Mrs. Don-o has provided a broader view of the larger picture in her post above. In fact, Dreher did not leave because of a specific parish. He had also been covering a scandal in the Albany Diocese that involved the sudden death of a devout priest. It was an accrual of many factors that prompted his decision.
While working for the NY Post, Dreher and his wife resided in Brooklyn where they attended Our Lady of Lebanon Cathedral. Following 9-11, Dreher wrote:
"Monsignor Ignace Sadek, the elderly pastor of the Maronite cathedral near the Brooklyn waterfront, went to the promenade park overlooking lower Manhattan and prayed for absolution for the dying as the towers burned.

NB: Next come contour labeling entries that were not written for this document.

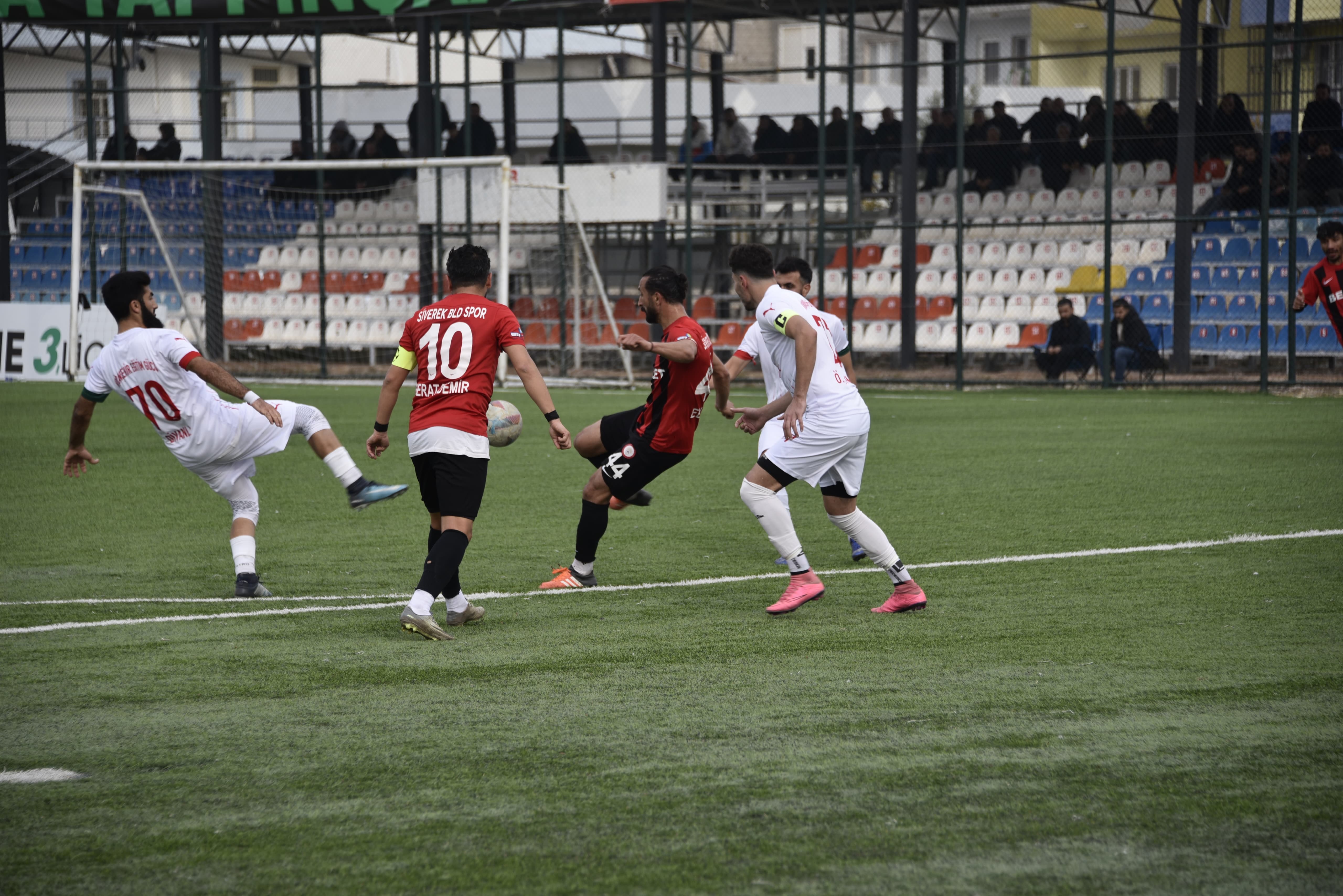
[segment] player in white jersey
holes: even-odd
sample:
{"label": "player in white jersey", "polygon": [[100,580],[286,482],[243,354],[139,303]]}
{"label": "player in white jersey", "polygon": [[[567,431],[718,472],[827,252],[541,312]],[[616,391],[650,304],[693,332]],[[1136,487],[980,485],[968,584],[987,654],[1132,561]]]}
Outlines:
{"label": "player in white jersey", "polygon": [[764,246],[736,246],[728,267],[733,289],[755,313],[764,351],[787,390],[764,407],[733,408],[743,414],[737,426],[747,433],[760,431],[783,412],[783,441],[761,454],[741,480],[741,501],[760,520],[791,574],[788,587],[767,611],[791,613],[826,592],[802,552],[788,509],[776,497],[795,480],[821,486],[830,521],[864,545],[872,562],[890,576],[894,592],[872,611],[923,610],[928,604],[923,588],[905,571],[881,527],[858,509],[872,418],[845,372],[830,329],[807,300],[775,282],[774,257]]}
{"label": "player in white jersey", "polygon": [[[811,265],[800,258],[784,258],[774,266],[774,281],[784,289],[791,289],[794,293],[807,297],[811,294]],[[818,310],[815,313],[821,316],[821,320],[826,322],[826,328],[830,330],[830,339],[834,340],[835,351],[839,355],[839,361],[843,364],[845,373],[849,376],[849,382],[857,383],[858,380],[853,372],[853,357],[849,355],[849,333],[845,330],[843,321],[827,312]],[[753,321],[747,328],[745,336],[741,337],[741,344],[737,345],[732,357],[728,359],[728,373],[735,379],[751,363],[760,365],[760,373],[764,377],[766,402],[772,402],[788,391],[783,387],[783,380],[779,377],[779,368],[774,365],[770,353],[764,351],[764,343],[760,340],[760,325]],[[760,430],[756,455],[764,454],[775,442],[782,441],[783,416],[780,415],[771,418],[764,424],[764,429]],[[778,498],[787,508],[788,489],[779,489]],[[854,563],[868,556],[862,545],[853,539],[849,539],[849,551]],[[787,560],[779,557],[775,563],[786,566]]]}
{"label": "player in white jersey", "polygon": [[[235,596],[270,596],[257,575],[261,502],[251,484],[257,474],[252,459],[283,451],[294,430],[304,434],[345,486],[349,505],[356,510],[406,492],[404,485],[365,480],[316,407],[262,400],[228,371],[201,357],[181,333],[164,329],[154,314],[158,304],[149,289],[149,274],[114,274],[102,287],[102,300],[117,318],[117,336],[89,368],[75,402],[64,474],[78,478],[89,463],[98,462],[85,447],[93,411],[111,392],[125,398],[149,418],[181,465],[232,506],[228,544],[234,553]],[[243,404],[223,400],[211,386],[243,399]]]}

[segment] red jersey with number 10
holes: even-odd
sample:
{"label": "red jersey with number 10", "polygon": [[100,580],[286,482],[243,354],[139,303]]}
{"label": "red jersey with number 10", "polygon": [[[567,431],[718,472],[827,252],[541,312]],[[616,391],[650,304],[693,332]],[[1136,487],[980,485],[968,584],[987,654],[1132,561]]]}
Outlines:
{"label": "red jersey with number 10", "polygon": [[457,293],[419,309],[400,343],[419,367],[410,431],[443,426],[483,437],[500,352],[522,344],[513,312],[483,296]]}
{"label": "red jersey with number 10", "polygon": [[653,368],[653,390],[649,400],[634,422],[634,435],[654,451],[689,454],[694,447],[694,430],[700,424],[700,411],[709,395],[709,376],[713,340],[693,317],[681,317],[662,330],[663,343],[694,343],[694,360],[677,364],[658,355]]}

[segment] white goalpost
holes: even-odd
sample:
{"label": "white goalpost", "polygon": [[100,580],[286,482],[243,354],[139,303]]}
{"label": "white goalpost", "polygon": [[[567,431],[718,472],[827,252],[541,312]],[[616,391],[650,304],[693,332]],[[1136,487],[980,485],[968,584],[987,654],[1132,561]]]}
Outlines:
{"label": "white goalpost", "polygon": [[[411,171],[419,173],[418,185],[410,180]],[[318,176],[322,189],[316,188]],[[512,270],[518,257],[524,259],[520,277],[544,279],[545,265],[563,254],[559,277],[552,279],[563,286],[576,313],[568,320],[572,339],[565,329],[557,341],[579,364],[584,349],[610,348],[612,334],[619,333],[596,255],[568,187],[517,183],[516,176],[502,156],[75,163],[70,332],[78,334],[81,316],[89,313],[78,301],[86,251],[97,258],[94,253],[101,250],[101,270],[154,267],[154,290],[171,302],[160,317],[204,340],[203,247],[214,242],[215,251],[223,246],[226,253],[224,282],[208,285],[208,292],[223,294],[226,353],[230,345],[317,347],[325,363],[328,349],[346,356],[367,349],[372,363],[377,349],[393,349],[400,324],[419,305],[419,254],[427,224],[432,232],[430,292],[435,298],[441,294],[439,255],[463,236],[492,251],[494,298],[508,305],[520,296]],[[212,181],[215,201],[223,206],[215,222],[204,214],[205,180]],[[95,232],[86,220],[86,211],[91,211],[86,207],[107,196],[125,199],[134,222]],[[518,211],[522,222],[516,220]],[[99,216],[103,224],[106,220]],[[223,230],[211,230],[218,227]],[[528,251],[537,259],[530,270]],[[90,278],[90,298],[98,286]],[[553,298],[545,301],[555,304]],[[603,344],[586,345],[586,325],[591,329],[599,320]],[[97,317],[93,321],[106,325]],[[547,321],[544,329],[549,334],[563,328]],[[67,353],[71,377],[83,372],[85,355]],[[633,382],[630,359],[626,352],[620,356],[624,379]]]}

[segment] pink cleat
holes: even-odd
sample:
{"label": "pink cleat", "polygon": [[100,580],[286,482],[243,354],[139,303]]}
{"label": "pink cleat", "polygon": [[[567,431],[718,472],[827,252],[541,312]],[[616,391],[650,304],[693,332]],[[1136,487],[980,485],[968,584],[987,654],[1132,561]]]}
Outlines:
{"label": "pink cleat", "polygon": [[873,607],[873,613],[905,613],[907,610],[923,610],[928,606],[928,595],[923,592],[913,579],[896,586],[896,592],[886,598],[880,607]]}
{"label": "pink cleat", "polygon": [[796,572],[788,582],[788,587],[783,590],[783,596],[772,606],[766,607],[764,611],[772,615],[792,613],[807,600],[819,600],[825,592],[826,586],[817,578],[815,572],[811,570]]}

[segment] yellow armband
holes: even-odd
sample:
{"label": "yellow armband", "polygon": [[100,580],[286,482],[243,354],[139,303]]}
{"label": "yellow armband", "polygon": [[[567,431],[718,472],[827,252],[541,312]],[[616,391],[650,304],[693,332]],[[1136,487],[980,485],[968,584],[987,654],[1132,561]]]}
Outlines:
{"label": "yellow armband", "polygon": [[788,328],[788,318],[790,317],[796,317],[796,314],[798,314],[798,312],[794,312],[794,310],[790,310],[790,309],[786,308],[782,312],[776,312],[774,314],[774,318],[770,322],[774,324],[774,328],[776,330],[779,330],[780,333],[784,333],[784,332],[787,332],[787,328]]}

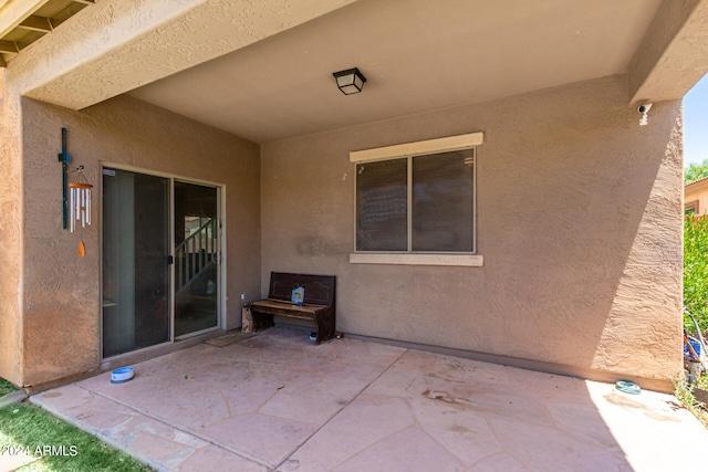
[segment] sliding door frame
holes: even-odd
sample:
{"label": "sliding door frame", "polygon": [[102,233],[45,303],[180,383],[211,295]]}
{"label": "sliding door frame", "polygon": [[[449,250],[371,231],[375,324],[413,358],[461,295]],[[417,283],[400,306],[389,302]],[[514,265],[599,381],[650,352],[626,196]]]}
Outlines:
{"label": "sliding door frame", "polygon": [[[196,179],[191,177],[185,177],[176,174],[162,172],[153,169],[147,169],[137,166],[129,166],[125,164],[116,164],[110,161],[101,161],[101,178],[98,179],[100,186],[100,196],[101,202],[97,208],[101,211],[98,218],[98,247],[100,247],[100,264],[98,264],[98,273],[100,273],[100,283],[98,283],[98,360],[101,363],[106,360],[115,360],[121,357],[134,356],[136,354],[146,353],[150,350],[158,349],[160,347],[165,347],[166,345],[171,345],[176,340],[188,339],[194,336],[199,336],[201,334],[210,333],[214,331],[225,329],[226,328],[226,301],[227,301],[227,253],[226,253],[226,241],[227,241],[227,224],[226,224],[226,186],[223,183],[214,182],[210,180]],[[165,343],[156,344],[154,346],[143,347],[139,349],[131,350],[127,353],[118,354],[115,356],[103,357],[103,171],[104,169],[116,169],[116,170],[126,170],[136,174],[144,174],[147,176],[162,177],[166,178],[169,181],[169,209],[168,209],[168,231],[169,231],[169,248],[170,254],[165,254],[166,256],[171,255],[173,263],[169,268],[169,339]],[[218,228],[218,262],[217,262],[217,273],[219,276],[218,293],[217,293],[217,326],[211,328],[206,328],[195,333],[188,333],[179,337],[175,337],[175,180],[178,180],[184,183],[194,183],[205,187],[214,187],[217,190],[217,228]]]}

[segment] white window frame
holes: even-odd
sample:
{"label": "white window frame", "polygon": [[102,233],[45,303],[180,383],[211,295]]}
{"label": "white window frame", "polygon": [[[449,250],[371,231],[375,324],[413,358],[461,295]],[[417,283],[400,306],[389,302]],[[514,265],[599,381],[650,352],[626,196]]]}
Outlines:
{"label": "white window frame", "polygon": [[[447,153],[462,149],[476,149],[485,140],[481,132],[466,135],[448,136],[437,139],[427,139],[415,143],[405,143],[394,146],[377,147],[373,149],[355,150],[350,153],[350,162],[362,164],[381,160],[413,158],[430,154]],[[408,162],[410,172],[410,161]],[[475,150],[475,199],[473,199],[473,224],[472,248],[477,251],[477,150]],[[408,182],[408,186],[410,182]],[[410,192],[410,189],[408,189]],[[408,228],[410,232],[410,228]],[[410,234],[408,234],[410,238]],[[352,264],[398,264],[398,265],[457,265],[478,268],[483,264],[483,258],[479,253],[414,253],[414,252],[365,252],[356,251],[356,198],[354,199],[354,245],[355,251],[350,254]]]}

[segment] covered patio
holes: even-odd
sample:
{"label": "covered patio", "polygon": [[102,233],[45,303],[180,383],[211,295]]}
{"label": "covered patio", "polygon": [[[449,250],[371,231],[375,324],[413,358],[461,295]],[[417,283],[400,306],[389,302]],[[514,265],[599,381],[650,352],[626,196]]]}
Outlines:
{"label": "covered patio", "polygon": [[31,397],[157,470],[697,470],[671,396],[275,327]]}

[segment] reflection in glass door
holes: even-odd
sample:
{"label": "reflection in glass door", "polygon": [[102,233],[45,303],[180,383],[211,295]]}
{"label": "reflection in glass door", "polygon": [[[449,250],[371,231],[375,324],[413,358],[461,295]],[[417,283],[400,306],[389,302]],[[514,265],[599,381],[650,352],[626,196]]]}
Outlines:
{"label": "reflection in glass door", "polygon": [[218,191],[175,181],[175,337],[218,326]]}
{"label": "reflection in glass door", "polygon": [[169,340],[169,179],[103,171],[103,357]]}

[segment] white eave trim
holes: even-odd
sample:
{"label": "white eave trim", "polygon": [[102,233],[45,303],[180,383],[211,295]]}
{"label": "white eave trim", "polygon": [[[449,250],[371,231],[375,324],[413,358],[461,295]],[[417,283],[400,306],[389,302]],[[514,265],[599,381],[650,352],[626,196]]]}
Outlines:
{"label": "white eave trim", "polygon": [[446,138],[427,139],[373,149],[353,150],[350,153],[350,162],[366,162],[402,156],[468,149],[481,145],[483,140],[485,134],[482,132],[477,132],[469,133],[467,135],[448,136]]}

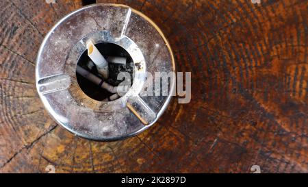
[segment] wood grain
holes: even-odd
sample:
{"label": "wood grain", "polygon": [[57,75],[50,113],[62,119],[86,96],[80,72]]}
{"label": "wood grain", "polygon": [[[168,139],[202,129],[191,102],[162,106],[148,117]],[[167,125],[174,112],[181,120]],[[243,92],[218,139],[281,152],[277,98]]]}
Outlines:
{"label": "wood grain", "polygon": [[97,1],[154,21],[192,72],[192,101],[175,98],[158,123],[129,139],[74,136],[36,94],[43,36],[80,1],[1,1],[0,172],[308,172],[307,1]]}

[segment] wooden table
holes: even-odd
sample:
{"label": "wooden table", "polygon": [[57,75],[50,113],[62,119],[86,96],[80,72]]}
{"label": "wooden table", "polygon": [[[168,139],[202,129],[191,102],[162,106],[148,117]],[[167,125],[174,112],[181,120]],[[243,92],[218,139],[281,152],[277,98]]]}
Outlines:
{"label": "wooden table", "polygon": [[35,88],[44,36],[81,1],[0,2],[0,172],[308,172],[307,1],[119,0],[154,21],[192,100],[129,139],[58,126]]}

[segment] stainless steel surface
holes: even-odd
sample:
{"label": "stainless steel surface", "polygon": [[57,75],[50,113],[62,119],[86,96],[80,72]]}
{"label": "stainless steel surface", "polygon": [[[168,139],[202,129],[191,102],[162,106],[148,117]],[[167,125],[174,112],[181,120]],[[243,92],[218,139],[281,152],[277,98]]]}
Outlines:
{"label": "stainless steel surface", "polygon": [[[133,85],[118,99],[92,99],[77,84],[77,63],[90,38],[116,44],[133,59]],[[153,125],[171,98],[175,77],[168,82],[168,96],[140,96],[152,82],[145,73],[175,71],[169,45],[149,18],[125,5],[94,4],[67,15],[45,37],[36,60],[36,87],[45,108],[62,127],[86,138],[116,140]]]}

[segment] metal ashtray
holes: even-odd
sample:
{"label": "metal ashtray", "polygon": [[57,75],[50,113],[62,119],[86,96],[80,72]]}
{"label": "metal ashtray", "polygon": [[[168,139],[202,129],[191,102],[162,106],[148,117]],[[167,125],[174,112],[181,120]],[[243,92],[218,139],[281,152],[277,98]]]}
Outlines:
{"label": "metal ashtray", "polygon": [[[77,73],[79,66],[89,66],[85,56],[89,40],[107,59],[126,59],[120,67],[110,65],[106,80],[117,84],[119,72],[132,75],[129,88],[119,98],[111,99],[101,83],[92,85]],[[154,82],[147,75],[155,72],[175,72],[171,49],[157,26],[128,6],[94,4],[66,16],[45,37],[36,60],[36,88],[46,109],[63,127],[88,139],[116,140],[149,128],[167,107],[175,77],[165,82],[167,94],[141,94]],[[157,92],[156,87],[153,89]]]}

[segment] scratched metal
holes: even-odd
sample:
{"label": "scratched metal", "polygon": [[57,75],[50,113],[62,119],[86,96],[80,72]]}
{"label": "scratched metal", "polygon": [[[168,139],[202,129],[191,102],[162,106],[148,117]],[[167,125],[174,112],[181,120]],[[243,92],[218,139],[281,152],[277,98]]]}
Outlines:
{"label": "scratched metal", "polygon": [[[78,86],[76,65],[89,38],[118,45],[133,60],[133,85],[119,99],[96,101]],[[88,139],[116,140],[153,125],[171,98],[174,78],[168,82],[171,88],[167,96],[140,96],[152,82],[146,72],[175,72],[172,51],[162,32],[129,7],[96,4],[66,16],[45,37],[36,61],[36,87],[46,109],[63,127]],[[127,105],[142,107],[132,112]]]}

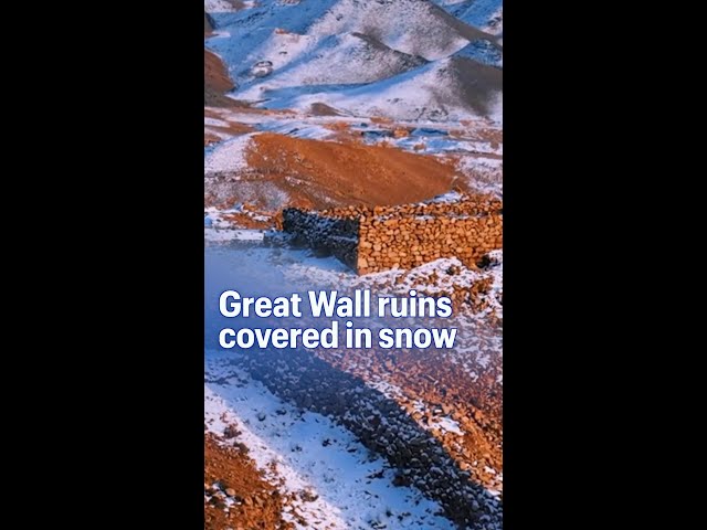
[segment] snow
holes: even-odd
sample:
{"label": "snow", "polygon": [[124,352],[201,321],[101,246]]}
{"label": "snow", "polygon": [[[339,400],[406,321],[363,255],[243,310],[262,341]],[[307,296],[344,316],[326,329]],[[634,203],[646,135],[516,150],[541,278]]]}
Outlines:
{"label": "snow", "polygon": [[[453,94],[458,89],[441,70],[456,53],[503,63],[488,41],[476,41],[472,28],[430,2],[263,0],[251,9],[212,17],[219,32],[207,46],[223,59],[239,86],[232,97],[267,108],[305,109],[326,103],[356,116],[475,116],[478,112],[458,100]],[[469,44],[469,39],[475,42]],[[425,60],[433,63],[423,65]],[[264,63],[266,70],[255,67]],[[500,116],[495,108],[492,114],[494,119]]]}
{"label": "snow", "polygon": [[238,11],[233,4],[226,0],[203,0],[203,10],[207,13],[232,13]]}
{"label": "snow", "polygon": [[204,149],[204,174],[221,171],[243,171],[247,169],[245,151],[253,135],[232,137],[213,148]]}
{"label": "snow", "polygon": [[449,416],[443,416],[437,418],[436,426],[444,432],[450,432],[450,433],[460,434],[460,435],[464,434],[464,431],[460,428],[460,424]]}
{"label": "snow", "polygon": [[[453,529],[434,515],[441,511],[439,504],[413,487],[393,486],[394,471],[381,458],[371,457],[350,432],[326,416],[281,401],[229,365],[232,358],[207,352],[205,380],[219,383],[204,384],[204,423],[218,435],[228,424],[236,424],[242,432],[239,442],[250,448],[249,456],[271,481],[282,484],[284,495],[289,494],[293,509],[284,517],[296,528],[369,529],[378,523],[390,530]],[[318,498],[304,501],[298,496],[302,491]],[[303,515],[308,526],[288,517],[292,511]]]}

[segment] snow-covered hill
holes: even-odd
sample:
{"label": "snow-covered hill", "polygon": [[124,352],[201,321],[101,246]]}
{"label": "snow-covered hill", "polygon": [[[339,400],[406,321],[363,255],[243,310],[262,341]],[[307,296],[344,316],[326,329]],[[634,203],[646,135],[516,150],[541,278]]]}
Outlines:
{"label": "snow-covered hill", "polygon": [[214,25],[207,46],[238,86],[233,98],[395,119],[500,118],[498,0],[219,0],[204,9]]}

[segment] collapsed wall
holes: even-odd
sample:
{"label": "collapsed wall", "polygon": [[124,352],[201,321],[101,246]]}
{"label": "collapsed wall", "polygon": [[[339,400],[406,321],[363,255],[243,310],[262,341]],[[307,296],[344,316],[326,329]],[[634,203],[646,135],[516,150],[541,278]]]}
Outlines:
{"label": "collapsed wall", "polygon": [[333,254],[341,263],[356,268],[357,219],[324,216],[317,212],[288,208],[283,210],[283,230],[293,234],[295,242]]}
{"label": "collapsed wall", "polygon": [[503,203],[487,195],[399,206],[283,211],[283,229],[358,274],[413,268],[441,257],[467,266],[503,247]]}

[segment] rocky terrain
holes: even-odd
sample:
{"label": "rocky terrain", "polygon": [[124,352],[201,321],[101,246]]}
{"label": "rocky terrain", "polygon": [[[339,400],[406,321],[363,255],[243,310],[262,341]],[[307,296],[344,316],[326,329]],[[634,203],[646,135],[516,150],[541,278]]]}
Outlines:
{"label": "rocky terrain", "polygon": [[[502,528],[502,224],[399,259],[433,198],[503,210],[502,105],[498,0],[204,1],[204,530]],[[297,244],[287,209],[383,223],[380,266]],[[450,319],[407,324],[457,341],[220,350],[225,288],[445,295]]]}

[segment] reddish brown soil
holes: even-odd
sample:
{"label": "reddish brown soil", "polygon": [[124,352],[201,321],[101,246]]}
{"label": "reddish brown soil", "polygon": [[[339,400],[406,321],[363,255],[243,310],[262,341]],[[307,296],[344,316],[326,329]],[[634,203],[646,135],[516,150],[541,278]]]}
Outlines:
{"label": "reddish brown soil", "polygon": [[219,483],[223,491],[232,488],[235,491],[232,498],[240,502],[226,512],[217,498],[209,502],[204,498],[204,530],[293,528],[282,518],[279,492],[263,479],[253,460],[241,448],[221,445],[212,435],[204,436],[203,445],[204,494]]}
{"label": "reddish brown soil", "polygon": [[434,157],[276,134],[254,136],[247,162],[260,181],[308,208],[405,204],[464,186],[453,163]]}

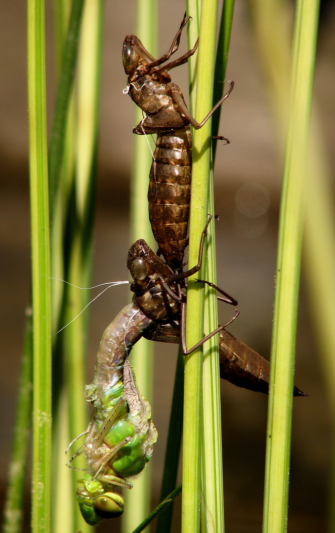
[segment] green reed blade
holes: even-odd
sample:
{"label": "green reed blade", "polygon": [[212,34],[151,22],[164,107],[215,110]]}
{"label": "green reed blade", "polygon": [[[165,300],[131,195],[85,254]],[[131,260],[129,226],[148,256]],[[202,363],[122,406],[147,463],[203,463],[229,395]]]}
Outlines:
{"label": "green reed blade", "polygon": [[50,527],[51,334],[44,5],[28,0],[28,96],[31,227],[33,420],[31,529]]}
{"label": "green reed blade", "polygon": [[22,530],[31,422],[32,336],[31,310],[29,309],[27,312],[8,487],[4,506],[3,533],[20,533]]}
{"label": "green reed blade", "polygon": [[[146,2],[137,0],[135,5],[135,34],[145,43],[150,53],[156,56],[158,27],[158,2],[157,0],[147,0]],[[122,44],[119,43],[120,51]],[[125,79],[124,74],[124,75]],[[142,118],[141,110],[131,102],[128,95],[124,96],[124,105],[133,106],[135,126]],[[153,247],[154,240],[149,222],[147,197],[149,172],[152,161],[148,143],[151,150],[153,143],[150,137],[137,135],[133,135],[133,143],[134,161],[130,184],[131,240],[132,244],[138,239],[144,239],[149,246]],[[131,356],[133,360],[137,361],[136,378],[139,387],[149,401],[151,400],[153,395],[154,349],[154,343],[143,338],[134,346]],[[153,412],[154,420],[154,408]],[[132,489],[125,495],[126,511],[122,518],[122,530],[125,533],[132,530],[149,512],[151,504],[150,463],[141,475],[134,480],[133,485]]]}
{"label": "green reed blade", "polygon": [[283,171],[269,392],[264,531],[286,531],[302,201],[318,3],[298,2]]}

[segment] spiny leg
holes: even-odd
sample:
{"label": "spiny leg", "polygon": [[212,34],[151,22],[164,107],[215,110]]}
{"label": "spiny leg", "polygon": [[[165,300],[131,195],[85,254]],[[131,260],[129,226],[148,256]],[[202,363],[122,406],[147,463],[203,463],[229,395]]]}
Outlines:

When the first building crumbled, and the terrible cloud of smoke, debris, and incinerated human remains began its grim march across the harbor, Monsignor Sadek remained at his post praying. The falling ash turned him into a ghost. Still, he stayed as long as he could. This is a man who came through the civil war in Lebanon, and he doesnt run."People could see I was a priest," he told me later (he is my pastor). "They ran to me and knelt at my feet, and begged for absolution." Think of that: The people of this proud, defiantly secular city, driven to their knees in prayer, begging for mercy in a hot, gray fog. That is what purgatory must be like."
Rod's attendance at the Maronite Divine Liturgies opened a window on the beauty of the East. Msgr. Sadek just passed away last month..
I didn’t know that, NYer. Impressive.
Thank you for sharing this beautifully inspiring story.